How do U.S. import tariffs work for SMB importers?

U.S. import tariff cost starts with the HTS classification, then adds country- and program-specific treatment such as Section 301, Section 232, preference programs, or AD/CVD risk. The correct answer depends on product facts, origin, entry date, and official source updates.

Source: USITC / Federal Register / CBP source registryRefreshed Jun 3, 2026Official source Spotted an error?

Start with the HTS code, not only a product phrase

The Harmonized Tariff Schedule is the U.S. tariff schedule for imported merchandise. The international HS structure supplies the shared 4- and 6-digit product categories, then the United States subdivides them into 8-digit rate lines and 10-digit statistical reporting numbers. A product phrase such as "bag" or "footwear" is only a starting point; material, use, construction, and composition decide which legal heading and subheading should be reviewed.

Read the duty column before adding overlays

The HTS row gives the base duty treatment, including the Column 1 General rate, any listed special-program rate, and the Column 2 rate where applicable. That base row is not the whole landed-cost answer. Tariff Sentinel keeps three dimensions separate for each watched code: the official HTS base row, the country or trade-program overlay to review, and the date the source was checked. This avoids collapsing a current HTS rate, a China-origin review note, and a source-freshness warning into one overconfident number.

Add country of origin and program overlays

Country of origin can change the review path even when the HTS code stays the same. China-origin goods may require a Section 301 Chapter 99 check, steel and aluminum goods may require a Section 232 review, preference programs such as USMCA require rules-of-origin support, and AD/CVD orders can depend on product scope, country, producer, and exporter facts. Treat questions like "duty from China" as a duty-stack review, not as a simple country multiplier.

Watch the effective date and source freshness

A tariff notice can change treatment on a specific entry date, and an exclusion or review window can make the answer different for two shipments with the same HTS code. Saved-code alerts are useful because a code that looked safe last month can become expensive before the next shipment. The practical workflow is to save the code, keep the country and supplier facts with it, and re-check the official source text whenever the alert says a program or source page changed.

FAQ

What is an HTS code?

An HTS code is the U.S. import classification code used to organize merchandise, assign tariff rates, and collect import statistics. The first 4 and 6 digits follow the international HS structure, while the United States adds 8-digit rate lines and 10-digit statistical reporting numbers. The code should be selected from the legal HTS text, not guessed from a product nickname.

Is an HS code the same as an HTS code?

No. HS and HTS codes overlap at the first six digits because both use the international Harmonized System, but U.S. import entries use HTS numbers with U.S.-specific 8- and 10-digit detail. Export Schedule B numbers can also share the first six digits but differ at the U.S. statistical level.

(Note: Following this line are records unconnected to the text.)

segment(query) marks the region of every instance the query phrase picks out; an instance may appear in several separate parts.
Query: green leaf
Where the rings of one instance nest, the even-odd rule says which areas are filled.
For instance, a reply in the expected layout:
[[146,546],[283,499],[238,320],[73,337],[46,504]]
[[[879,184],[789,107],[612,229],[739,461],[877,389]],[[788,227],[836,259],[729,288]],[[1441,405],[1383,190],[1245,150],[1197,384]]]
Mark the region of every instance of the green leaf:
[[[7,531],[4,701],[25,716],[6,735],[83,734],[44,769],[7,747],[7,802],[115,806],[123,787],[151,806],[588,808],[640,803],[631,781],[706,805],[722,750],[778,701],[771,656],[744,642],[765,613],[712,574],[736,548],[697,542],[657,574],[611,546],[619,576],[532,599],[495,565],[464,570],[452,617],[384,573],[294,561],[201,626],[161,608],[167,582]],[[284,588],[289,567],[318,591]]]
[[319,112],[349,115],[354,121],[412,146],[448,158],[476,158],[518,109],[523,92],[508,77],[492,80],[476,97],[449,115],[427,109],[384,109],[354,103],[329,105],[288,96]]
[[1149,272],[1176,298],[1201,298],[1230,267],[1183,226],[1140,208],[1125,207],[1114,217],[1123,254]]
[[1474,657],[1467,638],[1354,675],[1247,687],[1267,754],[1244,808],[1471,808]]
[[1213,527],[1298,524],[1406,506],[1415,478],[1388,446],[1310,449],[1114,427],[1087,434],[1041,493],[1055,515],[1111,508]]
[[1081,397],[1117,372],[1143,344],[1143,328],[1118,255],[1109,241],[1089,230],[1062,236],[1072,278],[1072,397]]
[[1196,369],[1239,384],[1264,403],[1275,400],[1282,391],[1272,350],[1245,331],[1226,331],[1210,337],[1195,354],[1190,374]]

How do I find the HTS code for a product?

Start with the product's material, use, construction, and composition, then search the current USITC HTS and read the heading, subheading, notes, and duty columns. Compare likely candidates rather than stopping at the first keyword match. For a filing decision, confirm the classification with a licensed customs broker, trade counsel, or CBP ruling.

Why can duty from China differ from the same HTS code from another country?

The base HTS duty may be the same, but country-origin programs can add or remove duty layers. A China-origin shipment may need Section 301 review, while a Mexico-origin shipment may need USMCA eligibility documentation, and another country may raise AD/CVD scope questions. Always pair the HTS code with origin, supplier facts, and entry date.

Does an import-duty calculator include AD/CVD automatically?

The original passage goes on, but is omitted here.